Abstract:Traffic volume is an indispensable ingredient to provide fine-grained information for traffic management and control. However, due to limited deployment of traffic sensors, obtaining full-scale volume information is far from easy. Existing works on this topic primarily focus on improving the overall estimation accuracy of a particular method and ignore the underlying challenges of volume estimation, thereby having inferior performances on some critical tasks. This paper studies two key problems with regard to traffic volume estimation: (1) underdetermined traffic flows caused by undetected movements, and (2) non-equilibrium traffic flows arise from congestion propagation. Here we demonstrate a graph-based deep learning method that can offer a data-driven, model-free and correlation adaptive approach to tackle the above issues and perform accurate network-wide traffic volume estimation. Particularly, in order to quantify the dynamic and nonlinear relationships between traffic speed and volume for the estimation of underdetermined flows, a speed patternadaptive adjacent matrix based on graph attention is developed and integrated into the graph convolution process, to capture non-local correlations between sensors.

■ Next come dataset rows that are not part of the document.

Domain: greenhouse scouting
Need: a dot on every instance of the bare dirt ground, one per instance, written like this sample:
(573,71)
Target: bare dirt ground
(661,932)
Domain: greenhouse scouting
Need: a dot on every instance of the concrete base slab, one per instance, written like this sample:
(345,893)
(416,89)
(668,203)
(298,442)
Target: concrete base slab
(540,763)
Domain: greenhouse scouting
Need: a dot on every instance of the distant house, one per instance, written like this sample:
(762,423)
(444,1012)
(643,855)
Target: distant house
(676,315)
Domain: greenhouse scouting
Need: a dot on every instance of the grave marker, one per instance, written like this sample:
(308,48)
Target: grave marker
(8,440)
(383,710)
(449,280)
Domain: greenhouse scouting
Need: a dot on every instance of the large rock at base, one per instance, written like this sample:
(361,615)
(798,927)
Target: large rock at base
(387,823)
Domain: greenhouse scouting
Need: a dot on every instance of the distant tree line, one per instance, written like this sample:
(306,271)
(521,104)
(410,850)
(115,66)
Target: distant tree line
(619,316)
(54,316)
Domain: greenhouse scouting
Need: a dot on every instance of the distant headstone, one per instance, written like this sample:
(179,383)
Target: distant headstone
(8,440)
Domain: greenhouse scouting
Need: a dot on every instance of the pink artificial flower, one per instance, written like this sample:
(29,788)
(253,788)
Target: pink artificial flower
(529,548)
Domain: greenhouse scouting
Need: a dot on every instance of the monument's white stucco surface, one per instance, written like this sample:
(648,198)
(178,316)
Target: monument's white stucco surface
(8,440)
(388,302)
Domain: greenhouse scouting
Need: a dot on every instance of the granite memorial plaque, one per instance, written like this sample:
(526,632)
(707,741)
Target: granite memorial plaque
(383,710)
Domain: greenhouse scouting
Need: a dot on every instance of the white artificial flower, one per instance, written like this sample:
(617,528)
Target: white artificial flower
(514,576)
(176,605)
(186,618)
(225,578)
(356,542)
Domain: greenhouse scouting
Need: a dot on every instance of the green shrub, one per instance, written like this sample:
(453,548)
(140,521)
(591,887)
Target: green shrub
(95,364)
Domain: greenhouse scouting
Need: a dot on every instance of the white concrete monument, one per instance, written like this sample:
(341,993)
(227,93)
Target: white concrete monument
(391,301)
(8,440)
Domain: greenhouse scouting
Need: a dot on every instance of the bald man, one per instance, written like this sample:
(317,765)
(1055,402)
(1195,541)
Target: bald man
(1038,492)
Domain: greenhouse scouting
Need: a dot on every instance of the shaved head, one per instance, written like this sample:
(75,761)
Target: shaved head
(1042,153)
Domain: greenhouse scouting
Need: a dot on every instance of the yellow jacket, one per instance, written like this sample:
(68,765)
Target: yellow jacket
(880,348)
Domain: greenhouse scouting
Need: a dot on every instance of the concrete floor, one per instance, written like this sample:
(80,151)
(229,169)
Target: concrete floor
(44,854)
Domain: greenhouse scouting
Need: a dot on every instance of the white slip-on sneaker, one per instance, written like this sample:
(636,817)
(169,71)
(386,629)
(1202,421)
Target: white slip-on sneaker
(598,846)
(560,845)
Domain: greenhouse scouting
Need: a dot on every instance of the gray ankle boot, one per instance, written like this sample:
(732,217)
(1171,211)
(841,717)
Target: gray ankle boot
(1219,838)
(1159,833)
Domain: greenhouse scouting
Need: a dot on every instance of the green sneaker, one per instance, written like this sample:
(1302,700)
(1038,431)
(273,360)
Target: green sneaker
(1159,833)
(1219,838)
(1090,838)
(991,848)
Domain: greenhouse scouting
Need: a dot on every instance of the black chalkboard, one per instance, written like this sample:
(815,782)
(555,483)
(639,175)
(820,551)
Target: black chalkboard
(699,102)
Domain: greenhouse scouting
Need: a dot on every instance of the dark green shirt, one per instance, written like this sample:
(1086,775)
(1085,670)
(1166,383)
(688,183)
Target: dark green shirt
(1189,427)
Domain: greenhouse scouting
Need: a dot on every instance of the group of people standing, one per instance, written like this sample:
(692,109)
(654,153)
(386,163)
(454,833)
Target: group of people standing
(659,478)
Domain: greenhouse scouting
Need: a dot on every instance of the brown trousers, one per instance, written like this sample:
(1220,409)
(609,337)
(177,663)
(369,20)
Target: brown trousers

To measure the impacts of non-equilibrium flows, a temporal masked and clipped attention combined with a gated temporal convolution layer is customized to capture time-asynchronous correlations between upstream and downstream sensors. We then evaluate our model on a real-world highway traffic volume dataset and compare it with several benchmark models. It is demonstrated that the proposed model achieves high estimation accuracy even under 20% sensor coverage rate and outperforms other baselines significantly, especially on underdetermined and non-equilibrium flow locations. Furthermore, comprehensive quantitative model analysis are also carried out to justify the model designs.